Le xixe s. voit des modifications nombreuses apportées à l’édifice primitif : la loi de mars 1838, déjà, modifie la procédure de la faillite ; la protection des brevets d’invention est réglementée par la loi de 1844 ; les formes des sociétés commerciales sont améliorées ; le marché financier et, en conséquence, la législation sur les valeurs mobilières, perfectionnés. Les lois sur le chèque (1865) et sur les sociétés commerciales (24 juill. 1867) sont les plus importantes de l’époque, cependant que les Bourses de commerce sont organisées par la loi de 1866 sur le courtage, ce dernier devenant libre. La liquidation judiciaire est créée, au côté de la faillite, par la loi du 4 mars 1889.

La loi du 17 mars 1909 organisera le nantissement des fonds de commerce ; des textes des 8 août 1913 et 17 mai 1915 prévoiront le warrant sans déplacement. La loi sur les sociétés anonymes a été complétée par celle du 1er août 1893. La réhabilitation des faillis est prévue par la loi du 30 décembre 1903 et celle du 23 mars 1908. La charte des chambres de commerce remonte à la grande loi du 9 avril 1898 ; la propriété industrielle se voit octroyer une protection plus étendue par les lois des 3 mars 1890, 7 avril 1902, 13 avril 1908, 14 juillet 1909 et 8 août 1912. L’assurance est réorganisée par un texte du 13 juillet 1930 ; les sociétés sont régies par la loi du 24 juillet 1966 remplaçant la loi de 1867, etc.

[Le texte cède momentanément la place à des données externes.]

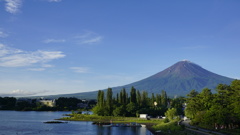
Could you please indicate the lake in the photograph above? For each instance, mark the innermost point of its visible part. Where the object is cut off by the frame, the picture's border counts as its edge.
(31, 123)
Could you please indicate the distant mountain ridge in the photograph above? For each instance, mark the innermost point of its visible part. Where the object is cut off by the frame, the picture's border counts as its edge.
(179, 79)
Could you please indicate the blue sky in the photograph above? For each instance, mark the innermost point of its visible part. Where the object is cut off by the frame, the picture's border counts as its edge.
(70, 46)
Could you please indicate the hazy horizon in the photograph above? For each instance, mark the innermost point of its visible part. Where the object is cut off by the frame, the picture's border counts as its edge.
(50, 47)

Le droit commercial s’adapte sans cesse aux nécessités de la vie économique contemporaine.


Le droit pénal : l’influence de la doctrine

Dès la fin de l’Ancien Régime, un adoucissement se remarque dans les doctrines pénalistes, et certaines réformes sont organisées : les cahiers des États généraux témoignent déjà de nombreuses déclarations relatives à la réforme du droit pénal et à la plus grande égalité désirée dans l’application de la peine. Là réside, en effet, un des problèmes majeurs de ce droit répressif, engageant au plus haut point la conscience collective.

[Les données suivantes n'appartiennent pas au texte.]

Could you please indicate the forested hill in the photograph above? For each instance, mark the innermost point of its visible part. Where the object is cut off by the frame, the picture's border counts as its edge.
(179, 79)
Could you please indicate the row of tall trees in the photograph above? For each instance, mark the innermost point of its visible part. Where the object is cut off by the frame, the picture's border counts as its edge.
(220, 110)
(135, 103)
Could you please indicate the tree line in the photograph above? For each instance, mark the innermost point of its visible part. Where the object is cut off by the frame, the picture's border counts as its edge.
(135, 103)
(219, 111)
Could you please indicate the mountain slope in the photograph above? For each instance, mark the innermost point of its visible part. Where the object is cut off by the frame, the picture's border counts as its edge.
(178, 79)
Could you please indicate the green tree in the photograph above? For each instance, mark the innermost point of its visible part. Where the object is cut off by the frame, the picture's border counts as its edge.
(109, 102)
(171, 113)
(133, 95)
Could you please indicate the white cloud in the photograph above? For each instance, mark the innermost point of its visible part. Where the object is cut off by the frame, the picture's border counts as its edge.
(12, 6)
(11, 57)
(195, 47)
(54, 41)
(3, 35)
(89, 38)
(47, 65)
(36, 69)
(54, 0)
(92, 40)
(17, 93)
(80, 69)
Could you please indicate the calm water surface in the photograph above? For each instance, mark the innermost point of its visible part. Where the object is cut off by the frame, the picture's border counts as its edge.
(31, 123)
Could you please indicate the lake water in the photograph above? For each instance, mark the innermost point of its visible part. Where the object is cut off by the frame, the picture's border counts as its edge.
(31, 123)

La Déclaration des droits de l’homme apporte un principe nouveau d’une portée révolutionnaire : l’article 8 énonce que, désormais, nul ne pourra se voir infliger une peine qu’en vertu d’un texte préétabli et promulgué antérieurement à la commission de l’infraction* : le principe de la légalité des délits* et des peines avait en fait été énoncé par Beccaria* ; il triomphe désormais.

Le premier Code pénal (1791), puis celui de brumaire an IV (1795) portent trace de ces nouveaux principes. Au régime des peines arbitraires succède celui des peines fixes : un catalogue d’infractions, assorties d’une liste de peines correspondantes (un « tarif » en quelque sorte), prévoit tous les faits répréhensibles et le type de leur répression... On retrouve là des concepts contenus aussi dans le « contrat social ». Le système est très rigide, l’égalité va trop loin, empêchant pratiquement tout effort d’individualisation des peines. L’adoucissement de celles-ci a, durant toute la période révolutionnaire, favorisé un brigandage et des exactions extraordinairement fréquents.

La réaction napoléonienne est de ce fait très sensible : la sécurité de la société doit, à tout prix, être assurée. Le Code d’instruction criminelle de 1808 (qui deviendra, en 1958, le Code de procédure pénale) et le Code pénal de 1810 font l’objet d’une élaboration pratiquement simultanée. Le point de vue de l’utilité sociale, le concept de Beccaria selon lequel la répression doit envisager essentiellement l’avenir, ne pas revêtir un aspect de vengeance, mais de dissuasion, va dominer. Le Code édicté des dispositions très rigoureuses : le faux-monnayeur, ainsi, se voit infliger la peine de mort. Les peines perpétuelles sont rétablies. Mais un effort d’individualisation des peines est tenté, le juge recouvrant un certain pouvoir d’appréciation.